Berlins Polizeipräsidentin Slowik: Hotline zu Rechtsextremen vorgeschlagen

Als Präventivmaßnahme: Berlins Polizeipräsidentin hat ein Beratungstelefon zu Rechtsextremen vorgeschlagen. Für Islamismus gibt es ein solches schon seit 2012.

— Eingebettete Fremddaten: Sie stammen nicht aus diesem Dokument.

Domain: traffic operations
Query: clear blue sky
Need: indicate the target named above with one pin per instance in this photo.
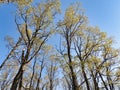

Im rechten Spektrum wächst aus Sicht von Berlins Polizeipräsidentin Barbara Slowik die Gefahr einer Radikalisierung im Verborgenen, etwa über das Internet. „Wir dürfen die Augen nicht davor verschließen, dass wir auch potenzielle Täter haben können, die nicht auf dem Radar der Sicherheitsbehörden sind, die unter Umständen auch nicht erkennbar sind - weder für Verfassungsschutz noch für Polizei“, sagte Slowik der Deutschen Presse-Agentur. „Ich meine, dass auch gerade im Bereich Rechts die Gefahr der Radikalisierung im Stillen wächst.“

Ihre Einschätzung gelte unabhängig vom Täter in Halle, bei dem noch unklar ist, ob er nicht möglicherweise Verbindungen zu Netzwerken unterhielt, so Slowik. Sie plädiert für die Einrichtung eines Beratungstelefons für den rechtsextremistischen Bereich. Dorthin sollen sich Angehörige, Freunde, Bekannte oder Lehrer wenden können, wenn sich in ihrem Umfeld jemand womöglich radikalisiert. Slowik erläuterte, dort solle man Fragen stellen können, kompetente Ansprechpersonen finden - gleichzeitig könne die Polizei gegebenenfalls Erkenntnisse erlangen.

Es gehe um „Täterpersönlichkeiten, die sozial nicht integriert sind, die eventuell auch gescheitert sind nach üblichen Maßstäben der Gesellschaft“. Kontakte pflegten sie eigentlich nur über das Internet, wenn überhaupt. „Das ist ein Phänomen, was im Islamismus auch nicht ganz unbekannt war und ist“, so die Behördenchefin.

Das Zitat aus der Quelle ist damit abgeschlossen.